The world’s top nuclear monitor warned Tuesday that while Ukraine has regained control over the Chornobyl power plant, there’s a need for ongoing vigilance at the infamous facility amid the war.
“The situation is not stable; we have to be on alert,” International Atomic Energy Agency director general Rafael Grossi said on a visit to the facility prompted by concerns over Russia’s earlier seizure of the power plant.
Grossi arrived just weeks after Russian forces retreated from northern Ukraine.
His visit was also 36 years to the day after a reactor at the plant suffered a meltdown in 1986. It was the worst nuclear disaster to date and left a vast area around the plant largely uninhabitable to this day and released nuclear material that contaminated areas beyond the country’s borders.
Chornobyl’s three other nuclear reactors continued to operate for 14 years after the accident; in 2000, the plant began the process of being decommissioned. That work is ongoing and involves decontamination of the plant and the area surrounding it, including any soil and water that may be radioactive, according to the International Atomic Energy Agency.
Though the plant no longer provides power to Ukrainians, it will likely require monitoring for generations to come.
Monitoring levels at Chornobyl
On Tuesday’s visit, agency inspectors moved new monitoring equipment into Chornobyl to re-establish a communication link that provides data from the facility to the agency’s headquarters in Vienna.
During the initial attack on Ukraine, Chornobyl was disconnected from the country’s central electrical grid by Russian forces. The station had backup generators, but if those failed, a sustained loss of electricity could have prevented the cooling of used fuel rods and led to a massive radiation containment failure at the facility.
“We were worried,” a senior commander with Ukraine’s National Guard told a CBC News crew at the site.
Oleksii, who did not want his surname or rank used, worried the Russians could return.
“There is spent nuclear fuel, and when there wasn’t electricity, it could have led to catastrophic consequences. A second Chornobyl,” he explained.
Grossi underscored that danger.
“What we had was a nuclear safety situation that could have developed into an accident,” the international agency’s director general said.
More work now needs to be done to ensure safety is guaranteed, he said.
Russian troops refused to let Chornobyl workers leave
Chornobyl was among the first areas to be captured when the Russian invasion began on Feb. 24. It lies only 16 kilometres from the border with Belarus, through which Russian tanks poured into Ukraine.
On arrival, the Russian soldiers refused to allow station workers to leave as scheduled, prompting international warnings that employee exhaustion could lead to an accident at the sensitive site.
When they retreated from the site, Russian forces took 169 members of Ukraine’s National Guard as prisoners, according to Ukraine’s Ministry of Internal Affairs.
WATCH | When Russia took control of Chornobyl, plant workers’ families raised concerns:
Some Russian soldiers are said to have become sick after digging trenches in the contaminated no-man’s land surrounding Chornobyl, according to Ukrainian officials within government and connected to Energoatom, the country’s utility.
Signs in the area warn against disrupting dust and soil.
“There have been some moments when the [radiation] levels have gone up because of the movement of the heavy equipment that Russian forces were bringing here and when they left,” Grossi said.
The International Atomic Energy Agency notes that exposure to low levels of radiation over a period of time is much less dangerous than a one-time exposure to a significant amount of it.
The Kremlin, meanwhile, has denied that its forces have put nuclear facilities inside Ukraine at risk.
Other reactors in areas of conflict
Ukraine has four other nuclear power stations, some of which have multiple reactors.
The Zaporizhzhia power station in the southeastern city of Enerhodar has six reactors, and the site came under fire from Russian forces early in the war.
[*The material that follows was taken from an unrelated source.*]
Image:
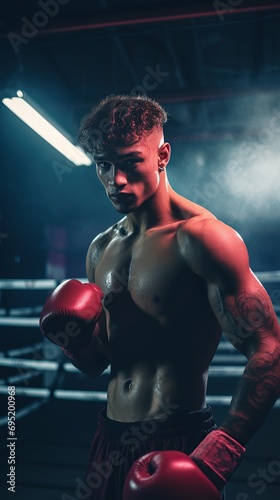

At the time, Grossi said a Russian projectile hit a training centre but not any of the reactors.
There is one other power station near the battered city of Mykolaiv in the country’s south, where Russian military activity has spiked after an operational reset that saw forces leave the north and concentrate their firepower in the south and east of the country.
A grim anniversary
Chornobyl is surrounded by a 20-kilometre exclusion zone. The once thriving towns that surround the plant have been largely abandoned, with thick brush obscuring many buildings from what was once a busy road.
In the aftermath of the 1986 explosion, a base was established for the hundreds of firefighters brought in from across the country in an attempt to manage the fire and radioactive scene.
In the same location, Chornobyl’s fire station still stands.
On Tuesday’s anniversary, dozens of firefighters paid tribute to their predecessors; many firefighters died in the days and years following the accident.
More recently, the fire station faced a new menace: the appearance of Russian soldiers at its gates.
“We were not ready for war,” Col. Sergii Strelchenko said. “But we did our duty and our Ukrainian flag was always flying.”